Wednesday, February 12, 2025

Gen 2:4-9, 15-17; Mk 7:14-23
Today’s Gospel highlights the heart, not the body, as the realm of morality.
When Jesus says that ‘nothing that enters one from outside can defile a person,’ he revokes the Old Testament laws dealing with ritual impurity and food.
In simpler terms, Jesus means that food cannot defile a person because it does not enter the heart. Hence, food that is called unclean does not defile the inner core of a person.

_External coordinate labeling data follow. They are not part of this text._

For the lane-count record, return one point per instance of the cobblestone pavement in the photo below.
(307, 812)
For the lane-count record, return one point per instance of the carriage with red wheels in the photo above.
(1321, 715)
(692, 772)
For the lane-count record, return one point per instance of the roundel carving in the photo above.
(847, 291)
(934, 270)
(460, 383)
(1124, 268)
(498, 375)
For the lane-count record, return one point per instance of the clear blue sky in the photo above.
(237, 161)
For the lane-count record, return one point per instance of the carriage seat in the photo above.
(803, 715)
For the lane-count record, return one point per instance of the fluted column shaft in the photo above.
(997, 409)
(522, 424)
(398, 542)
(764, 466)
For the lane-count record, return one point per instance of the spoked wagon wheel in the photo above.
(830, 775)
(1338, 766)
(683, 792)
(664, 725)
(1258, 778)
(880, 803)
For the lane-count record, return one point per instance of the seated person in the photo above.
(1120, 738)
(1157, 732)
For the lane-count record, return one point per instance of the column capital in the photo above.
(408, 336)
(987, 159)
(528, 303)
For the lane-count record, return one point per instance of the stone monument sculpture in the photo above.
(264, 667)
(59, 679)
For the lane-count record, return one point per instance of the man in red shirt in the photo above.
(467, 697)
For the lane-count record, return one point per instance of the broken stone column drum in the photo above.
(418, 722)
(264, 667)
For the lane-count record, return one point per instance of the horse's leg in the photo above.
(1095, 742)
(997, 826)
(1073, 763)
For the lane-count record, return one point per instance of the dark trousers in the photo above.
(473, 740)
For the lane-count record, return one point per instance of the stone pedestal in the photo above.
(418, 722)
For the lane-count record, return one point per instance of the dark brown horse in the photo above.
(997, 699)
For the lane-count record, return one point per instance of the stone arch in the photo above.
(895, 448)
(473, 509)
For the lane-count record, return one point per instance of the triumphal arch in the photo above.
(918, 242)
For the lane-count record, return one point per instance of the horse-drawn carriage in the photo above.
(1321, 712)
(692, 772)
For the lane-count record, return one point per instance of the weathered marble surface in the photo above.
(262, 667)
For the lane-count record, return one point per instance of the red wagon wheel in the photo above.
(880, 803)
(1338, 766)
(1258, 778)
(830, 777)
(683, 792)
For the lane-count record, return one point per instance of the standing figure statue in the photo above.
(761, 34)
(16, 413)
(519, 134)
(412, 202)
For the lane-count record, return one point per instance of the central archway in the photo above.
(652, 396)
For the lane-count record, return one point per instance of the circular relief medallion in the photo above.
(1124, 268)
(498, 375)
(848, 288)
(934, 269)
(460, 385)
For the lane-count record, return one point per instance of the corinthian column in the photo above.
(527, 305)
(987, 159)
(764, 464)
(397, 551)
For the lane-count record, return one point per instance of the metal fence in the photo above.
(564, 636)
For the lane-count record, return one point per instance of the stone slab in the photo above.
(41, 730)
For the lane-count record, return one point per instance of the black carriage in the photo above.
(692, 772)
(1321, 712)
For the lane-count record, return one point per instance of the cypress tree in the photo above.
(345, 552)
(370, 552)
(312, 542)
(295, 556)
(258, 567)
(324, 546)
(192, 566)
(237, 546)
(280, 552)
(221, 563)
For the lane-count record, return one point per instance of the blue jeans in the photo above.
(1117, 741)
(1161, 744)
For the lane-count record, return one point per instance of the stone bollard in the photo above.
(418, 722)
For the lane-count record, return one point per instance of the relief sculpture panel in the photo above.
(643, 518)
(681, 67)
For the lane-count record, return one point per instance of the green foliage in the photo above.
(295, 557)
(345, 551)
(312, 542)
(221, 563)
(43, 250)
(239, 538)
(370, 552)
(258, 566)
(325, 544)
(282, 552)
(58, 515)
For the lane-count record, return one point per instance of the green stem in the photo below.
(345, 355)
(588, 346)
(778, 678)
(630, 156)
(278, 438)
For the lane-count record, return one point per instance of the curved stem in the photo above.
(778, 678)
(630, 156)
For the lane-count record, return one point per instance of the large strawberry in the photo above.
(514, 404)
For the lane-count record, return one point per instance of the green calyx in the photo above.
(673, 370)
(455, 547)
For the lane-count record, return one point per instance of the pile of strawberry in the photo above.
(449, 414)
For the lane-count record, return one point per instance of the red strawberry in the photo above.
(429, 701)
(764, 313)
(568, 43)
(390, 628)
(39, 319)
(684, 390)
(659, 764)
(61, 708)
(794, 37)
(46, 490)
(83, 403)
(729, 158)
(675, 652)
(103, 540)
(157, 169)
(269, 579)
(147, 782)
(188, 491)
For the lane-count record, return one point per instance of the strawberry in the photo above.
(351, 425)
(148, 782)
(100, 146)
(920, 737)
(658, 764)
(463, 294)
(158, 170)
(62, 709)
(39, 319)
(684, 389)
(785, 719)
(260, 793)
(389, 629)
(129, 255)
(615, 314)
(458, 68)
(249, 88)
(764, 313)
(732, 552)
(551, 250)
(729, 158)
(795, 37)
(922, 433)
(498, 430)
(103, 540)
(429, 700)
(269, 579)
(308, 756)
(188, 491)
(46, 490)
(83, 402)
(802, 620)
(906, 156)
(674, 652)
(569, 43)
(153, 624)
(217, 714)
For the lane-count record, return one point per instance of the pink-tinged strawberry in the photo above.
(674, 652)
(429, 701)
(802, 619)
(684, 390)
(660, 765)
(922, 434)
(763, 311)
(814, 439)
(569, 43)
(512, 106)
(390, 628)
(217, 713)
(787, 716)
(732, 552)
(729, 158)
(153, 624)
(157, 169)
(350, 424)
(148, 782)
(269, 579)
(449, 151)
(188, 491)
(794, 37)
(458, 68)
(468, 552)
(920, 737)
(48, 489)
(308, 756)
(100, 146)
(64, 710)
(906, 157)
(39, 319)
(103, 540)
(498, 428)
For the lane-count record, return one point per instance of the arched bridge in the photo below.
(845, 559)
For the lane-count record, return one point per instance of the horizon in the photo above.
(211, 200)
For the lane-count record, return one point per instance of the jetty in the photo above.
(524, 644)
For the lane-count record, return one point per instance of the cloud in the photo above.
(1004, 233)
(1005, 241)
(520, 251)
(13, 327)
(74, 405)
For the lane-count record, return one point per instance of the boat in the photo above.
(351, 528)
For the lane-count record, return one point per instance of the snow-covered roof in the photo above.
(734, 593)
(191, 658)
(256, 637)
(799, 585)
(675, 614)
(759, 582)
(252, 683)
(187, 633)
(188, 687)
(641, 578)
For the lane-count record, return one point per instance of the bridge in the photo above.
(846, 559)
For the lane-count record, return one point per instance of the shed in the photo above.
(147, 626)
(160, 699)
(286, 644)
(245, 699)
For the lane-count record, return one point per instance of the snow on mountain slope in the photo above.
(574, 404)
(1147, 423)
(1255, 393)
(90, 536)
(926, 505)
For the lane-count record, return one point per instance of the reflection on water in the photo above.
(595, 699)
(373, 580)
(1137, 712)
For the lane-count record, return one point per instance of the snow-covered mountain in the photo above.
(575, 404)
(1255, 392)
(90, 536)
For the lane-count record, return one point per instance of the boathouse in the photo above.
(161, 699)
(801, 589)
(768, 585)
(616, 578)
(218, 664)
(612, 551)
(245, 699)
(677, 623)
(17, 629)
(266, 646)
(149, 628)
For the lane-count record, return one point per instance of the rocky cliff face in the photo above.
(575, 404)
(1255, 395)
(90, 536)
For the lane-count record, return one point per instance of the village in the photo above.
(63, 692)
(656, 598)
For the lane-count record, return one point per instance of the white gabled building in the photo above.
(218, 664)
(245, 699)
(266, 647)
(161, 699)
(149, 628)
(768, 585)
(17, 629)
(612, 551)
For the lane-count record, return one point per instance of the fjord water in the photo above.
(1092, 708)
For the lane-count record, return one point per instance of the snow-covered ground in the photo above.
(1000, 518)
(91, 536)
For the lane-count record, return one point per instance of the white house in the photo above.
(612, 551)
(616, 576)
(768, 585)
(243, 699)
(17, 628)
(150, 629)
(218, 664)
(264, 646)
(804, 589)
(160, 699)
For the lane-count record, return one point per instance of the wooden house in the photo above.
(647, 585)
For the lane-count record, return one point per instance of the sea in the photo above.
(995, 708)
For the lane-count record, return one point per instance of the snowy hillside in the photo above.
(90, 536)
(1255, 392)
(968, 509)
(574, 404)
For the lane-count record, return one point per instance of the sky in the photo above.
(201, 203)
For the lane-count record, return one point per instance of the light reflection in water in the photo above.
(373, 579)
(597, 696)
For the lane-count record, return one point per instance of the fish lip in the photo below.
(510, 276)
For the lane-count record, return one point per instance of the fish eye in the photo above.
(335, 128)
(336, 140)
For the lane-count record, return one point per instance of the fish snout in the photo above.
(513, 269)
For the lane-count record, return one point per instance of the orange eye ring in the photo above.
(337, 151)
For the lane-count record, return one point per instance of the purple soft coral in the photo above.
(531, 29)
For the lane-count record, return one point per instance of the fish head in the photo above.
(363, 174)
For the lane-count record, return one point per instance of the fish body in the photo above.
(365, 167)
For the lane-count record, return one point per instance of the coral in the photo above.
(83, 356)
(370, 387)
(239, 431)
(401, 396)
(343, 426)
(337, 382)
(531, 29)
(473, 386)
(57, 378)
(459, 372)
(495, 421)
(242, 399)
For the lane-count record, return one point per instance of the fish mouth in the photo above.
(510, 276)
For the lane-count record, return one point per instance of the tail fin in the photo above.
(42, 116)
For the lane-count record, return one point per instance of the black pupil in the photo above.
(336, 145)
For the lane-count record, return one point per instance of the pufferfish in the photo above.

While brushing aside the possibility of food defiling a person in the first part of the Gospel, Jesus attributes real defilement to the contents of the heart from where evil thoughts and evil deeds proceed in the second part.
By affirming the centrality of the heart for religion and morality, Jesus makes a clear distinction between the inner person (Forum Internum) and the outer person (Forum Externum).
When Jesus affirms the centrality of the heart as the locus of morality, he reclaims the original intention of God in the Old Testament and condemns human wickedness that has reduced or confined defilement and morality to food and body, respectively.
We are called to discover the profound meaning of the corrective that Jesus offers and allow the wisdom and truth to shape our lives.
Let us pray that we may have the grace and courage to form our hearts as the real centers of morality.